Christopher Smith returns to St Andrews

Christopher Smith, Professor of Ancient History, returns to the University of St Andrews to take up a Leverhulme Major Research Grant after eight highly successful years leading Britain’s largest overseas research institution for humanities and the fine arts, the British School at Rome.

BSR highlights since 2009 include work at dozens of archaeological sites across Italy and the wider Mediterranean basin; the concluding conference and exhibition of the AHRC-funded beacon project Transnationalizing Modern Languages: Mobility, Identity and Translation in Modern Italian Cultures, featuring Derek Duncan (School of Modern Languages); a major international conference, Rome and Persia, with Prof. Ali Ansari (School of History and President of the British Institute for Persian Studies); a joint keynote lecture celebrating the UK’s role in MilanExpo 2014 by Lord Stern, President of the British Academy, and Wolfgang Buttress, award-winning architect of the British pavilion; one of the last public events by Seamus Heaney; and a presentation of William Kentridge’s acclaimed installation on the banks of the Tiber, Triumphs and Laments.

Christopher led a €2million building refurbishment which significantly reduced energy costs in the beautiful but notoriously leaky Lutyens designed building which is home to hundreds of researchers and artists every year, and celebrated the beginning of its second century in 2016 wind- and water-tight for the first time in decades. It won the first Premio Hassan Fathy in 2017, awarded by the Ordine degli Architetti di Roma, for the combination of sustainable technology in listed buildings.

Christopher was from 2012 to 2017 the elected President of the Unione Internazionale degli Istituti di Archeologia Storia e Storia dell’Arte in Roma, the body which represents more than thirty foreign and Italian research institutes. The Unione in this time established an annual festival of culture in Rome, signed a concordat with Italy’s Research Council, the Consiglio Nazionale delle Ricerche, and oversaw the creation of a library research portal, URBiS, giving access to over two million books, periodicals, photographs and other items for the study of Rome and Italy from antiquity to the present day.
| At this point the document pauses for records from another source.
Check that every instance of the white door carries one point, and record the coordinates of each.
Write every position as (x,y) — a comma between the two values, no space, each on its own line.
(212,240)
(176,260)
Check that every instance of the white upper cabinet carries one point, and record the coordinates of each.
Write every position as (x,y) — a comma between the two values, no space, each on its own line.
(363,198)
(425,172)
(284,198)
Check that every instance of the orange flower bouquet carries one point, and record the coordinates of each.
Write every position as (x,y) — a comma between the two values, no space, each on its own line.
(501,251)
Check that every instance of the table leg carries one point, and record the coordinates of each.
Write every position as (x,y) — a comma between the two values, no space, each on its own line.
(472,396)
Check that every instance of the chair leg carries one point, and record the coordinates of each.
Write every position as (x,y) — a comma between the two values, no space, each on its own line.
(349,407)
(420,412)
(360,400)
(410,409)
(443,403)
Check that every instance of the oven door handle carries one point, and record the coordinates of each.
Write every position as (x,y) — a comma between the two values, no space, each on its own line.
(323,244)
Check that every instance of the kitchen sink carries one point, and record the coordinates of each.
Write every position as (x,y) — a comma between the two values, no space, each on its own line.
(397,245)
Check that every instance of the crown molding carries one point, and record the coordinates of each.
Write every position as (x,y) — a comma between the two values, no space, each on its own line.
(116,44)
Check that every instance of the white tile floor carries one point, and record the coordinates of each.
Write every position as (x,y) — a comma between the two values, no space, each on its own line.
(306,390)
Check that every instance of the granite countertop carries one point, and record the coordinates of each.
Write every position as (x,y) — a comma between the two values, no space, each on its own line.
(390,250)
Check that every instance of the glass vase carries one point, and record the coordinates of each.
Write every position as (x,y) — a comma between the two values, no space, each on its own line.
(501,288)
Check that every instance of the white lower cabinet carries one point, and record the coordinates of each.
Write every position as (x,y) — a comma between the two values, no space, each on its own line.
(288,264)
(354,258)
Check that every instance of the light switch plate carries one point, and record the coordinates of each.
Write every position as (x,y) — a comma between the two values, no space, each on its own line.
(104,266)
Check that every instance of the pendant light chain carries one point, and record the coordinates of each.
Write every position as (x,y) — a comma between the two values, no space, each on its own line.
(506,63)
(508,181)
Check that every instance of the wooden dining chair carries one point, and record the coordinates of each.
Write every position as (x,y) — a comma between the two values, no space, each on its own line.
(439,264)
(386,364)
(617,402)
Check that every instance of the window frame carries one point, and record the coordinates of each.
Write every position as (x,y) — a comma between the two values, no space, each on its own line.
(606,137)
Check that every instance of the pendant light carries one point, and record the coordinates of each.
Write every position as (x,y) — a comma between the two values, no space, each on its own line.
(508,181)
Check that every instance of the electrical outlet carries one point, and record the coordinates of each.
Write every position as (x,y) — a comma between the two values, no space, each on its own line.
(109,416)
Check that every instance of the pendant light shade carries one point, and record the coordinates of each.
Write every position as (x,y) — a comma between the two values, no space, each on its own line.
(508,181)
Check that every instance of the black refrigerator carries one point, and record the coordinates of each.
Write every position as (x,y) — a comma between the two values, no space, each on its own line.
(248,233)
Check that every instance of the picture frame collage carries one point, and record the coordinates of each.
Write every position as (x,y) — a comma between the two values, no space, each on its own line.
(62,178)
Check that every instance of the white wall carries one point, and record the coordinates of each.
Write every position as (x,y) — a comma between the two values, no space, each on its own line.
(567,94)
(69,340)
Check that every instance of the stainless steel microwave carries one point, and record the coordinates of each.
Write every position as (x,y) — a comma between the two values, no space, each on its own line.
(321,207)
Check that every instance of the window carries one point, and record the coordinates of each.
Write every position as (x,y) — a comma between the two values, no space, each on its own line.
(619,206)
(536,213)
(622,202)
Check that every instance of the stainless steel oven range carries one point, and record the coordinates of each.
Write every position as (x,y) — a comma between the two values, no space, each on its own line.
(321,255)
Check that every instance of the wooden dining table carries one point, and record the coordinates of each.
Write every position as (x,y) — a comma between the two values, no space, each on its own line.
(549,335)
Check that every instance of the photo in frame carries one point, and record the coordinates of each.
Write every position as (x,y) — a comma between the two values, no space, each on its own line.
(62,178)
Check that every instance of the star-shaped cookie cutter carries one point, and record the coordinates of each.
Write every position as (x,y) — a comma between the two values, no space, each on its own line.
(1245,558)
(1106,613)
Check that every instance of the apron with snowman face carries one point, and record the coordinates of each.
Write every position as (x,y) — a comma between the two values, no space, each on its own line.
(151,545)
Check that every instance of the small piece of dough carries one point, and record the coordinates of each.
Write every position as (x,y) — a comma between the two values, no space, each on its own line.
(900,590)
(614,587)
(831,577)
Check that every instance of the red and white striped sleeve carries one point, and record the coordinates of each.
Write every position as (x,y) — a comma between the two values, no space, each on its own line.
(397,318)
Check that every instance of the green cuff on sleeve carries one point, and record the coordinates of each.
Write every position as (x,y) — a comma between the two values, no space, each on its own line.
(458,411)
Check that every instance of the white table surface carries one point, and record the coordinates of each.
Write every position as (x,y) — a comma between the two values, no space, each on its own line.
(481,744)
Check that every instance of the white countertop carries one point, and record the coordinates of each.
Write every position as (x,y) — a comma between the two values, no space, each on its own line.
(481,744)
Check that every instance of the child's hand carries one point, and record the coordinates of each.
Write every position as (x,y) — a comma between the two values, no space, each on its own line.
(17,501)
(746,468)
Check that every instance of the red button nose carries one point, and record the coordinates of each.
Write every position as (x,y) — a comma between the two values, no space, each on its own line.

Christopher has been elected a corresponding member of the Deutsches Archäologisches Institut, a member of the Association for Studi Etruschi ed Italici, and a member of the Accademia Etrusca di Cortona (founded in 1726!). He has also been elected a member of the Academia Europaea, and in 2017 received from the Mayor of Rome the Premio ‘Cultori di Roma’ , on the 2770th birthday of Rome on the Capitoline Hill.